Axel is right about almost everything.

Chris Lehrer has done something of a study on the history and sociology of the santoku. If you read his "Japanese Knives 101," you can get some of it.

The name "santoku" did not evolve naturally. It was stuck on the knife by people trying to sell it. Whatever the person who came up with it was actually thinking, the particular "three virtues" are lost in the history of advertising. However, the internet ratifies idea by their popularity, the advertising continues, and at the current state of misinformation we seem to have settled on "chopping, slicing, and mincing;" and "fish, meat, vegetables."

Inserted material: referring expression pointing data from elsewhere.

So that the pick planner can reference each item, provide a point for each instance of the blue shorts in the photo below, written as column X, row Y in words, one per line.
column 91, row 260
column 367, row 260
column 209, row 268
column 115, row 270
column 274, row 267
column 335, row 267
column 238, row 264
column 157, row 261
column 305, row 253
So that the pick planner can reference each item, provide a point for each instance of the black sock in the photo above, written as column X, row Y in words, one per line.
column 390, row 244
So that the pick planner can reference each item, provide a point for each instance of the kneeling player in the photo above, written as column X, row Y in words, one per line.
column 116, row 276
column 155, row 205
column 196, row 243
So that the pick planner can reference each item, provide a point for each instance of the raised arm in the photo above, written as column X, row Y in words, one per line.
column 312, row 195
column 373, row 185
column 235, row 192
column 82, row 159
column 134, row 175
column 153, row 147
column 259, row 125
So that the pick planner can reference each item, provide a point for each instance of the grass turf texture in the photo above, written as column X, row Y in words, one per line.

Speaking of propaganda, the Wikipedia article on santokus is a mixed bag. There's some useful information there mixed in with a sort of "push" in the direction of the Shun type of Japanese knife construction.

Before thinking about whether a santoku has two, three or any virtues, bear in mind when you think about choosing a knife for a task: Almost any sharp knife can do almost any knife task. Almost any sharp knife will do it better than almost any dull knife.

Anyway, the short length, wide profile at heel and tip, lack of belly (flattish edge profile), and the dropped (sheep's foot) tip make the knife very friendly for people who work on small boards, don't have or want developed skills, and/or are somewhat intimidated by big, pointy knives. More than a few people with good skills like them as well.

The tip shape does make the knife useful for scooping cut food off the board. It also allows the cutter to safely and comfortably put her offhand on the front of the knife to help create a fulcrum for mincng. And it's generally less intimidating.

The flat edge profile does make "push cutting" (i.e., moving the knife in a straight up and down motion to chop) easier, without getting in the way of "rocking" or "mincing."

The extra height of the handle helps protect a user with a "naive" grip from rapping her knuckles on the board while chopping.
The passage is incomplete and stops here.